Il Nepal si unisce all'Onu nella lotta contro l'Isis

Kathmandu condivide la posizione presentata dal Vaticano. Le Nazioni Unite "sono più adeguate di una coalizione fra Stati Uniti e nazioni musulmane" per risolvere la crisi del terrorismo in Iraq.

di Christopher Sharma

Kathmandu (AsiaNews) - Dopo papa Francesco e il Vaticano, anche il Nepal si unisce all'Onu per fermare i militanti dello Stato islamico (IS). Mentre si preparano a partecipare alla 69ma Assemblea generale delle Nazioni Unite (16 settembre-1 ottobre), le autorità nepalesi rifiutano la proposta statunitense di formare una alleanza con 40 Paesi arabi per combattere la minaccia fondamentalista.

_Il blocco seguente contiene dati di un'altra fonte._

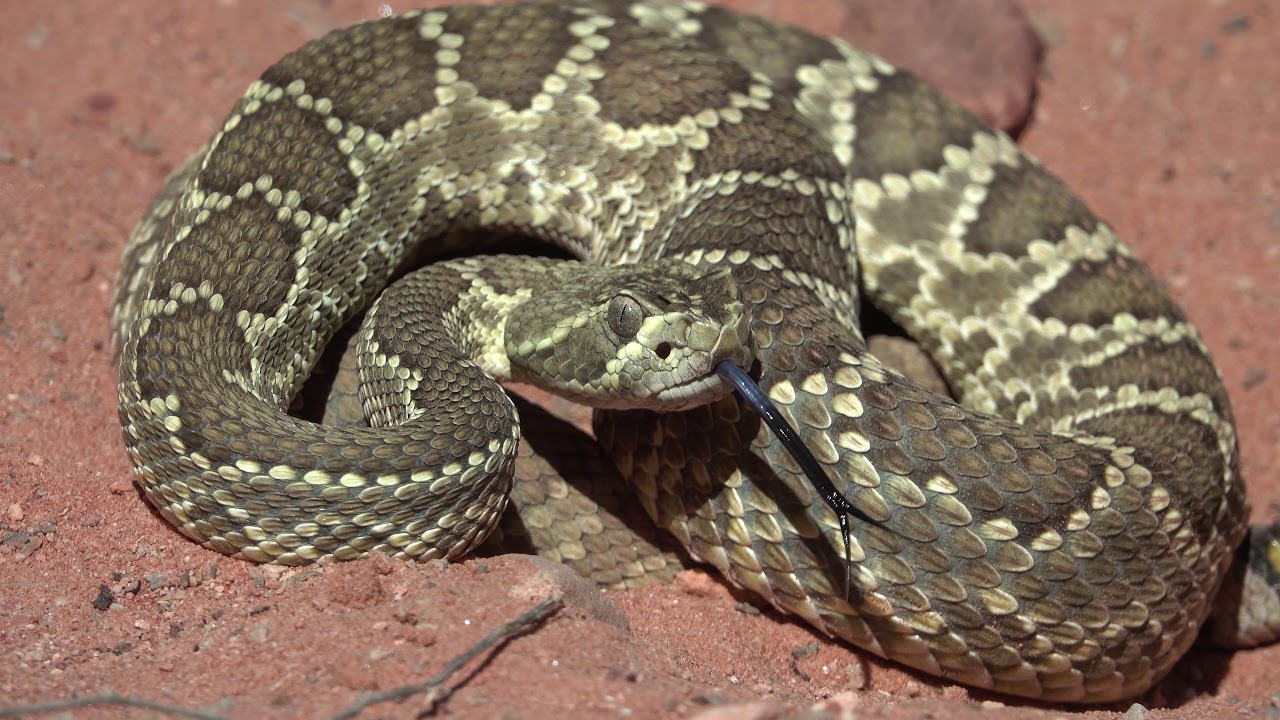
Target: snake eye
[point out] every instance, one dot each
(625, 315)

"L'Onu - spiega Mahendra Pandey, ministro nepalese degli Esteri - è un'organizzazione più affidabile, credibile e universale, che ha il giusto mandato per lavorare in campo umanitario. Per questo ci uniamo alla posizione del Vaticano, secondo cui è più appropriato affidare alle Nazioni Unite il compito di sconfiggere l'IS. Vogliamo risolvere la crisi in Iraq al più presto. Molti nepalesi stanno soffrendo lì, insieme a musulmani innocenti".

L'alleanza anti-IS proposta dagli Stati Uniti include membri Nato e Paesi arabi come Arabia Saudita, Bahrain, Emirati Arabi Uniti, Kuwait e Qatar. John Kerry, segretario di Stato Usa, spera di ottenere anche il sostegno di Egitto, Giordania, Libano, Iraq e Turchia.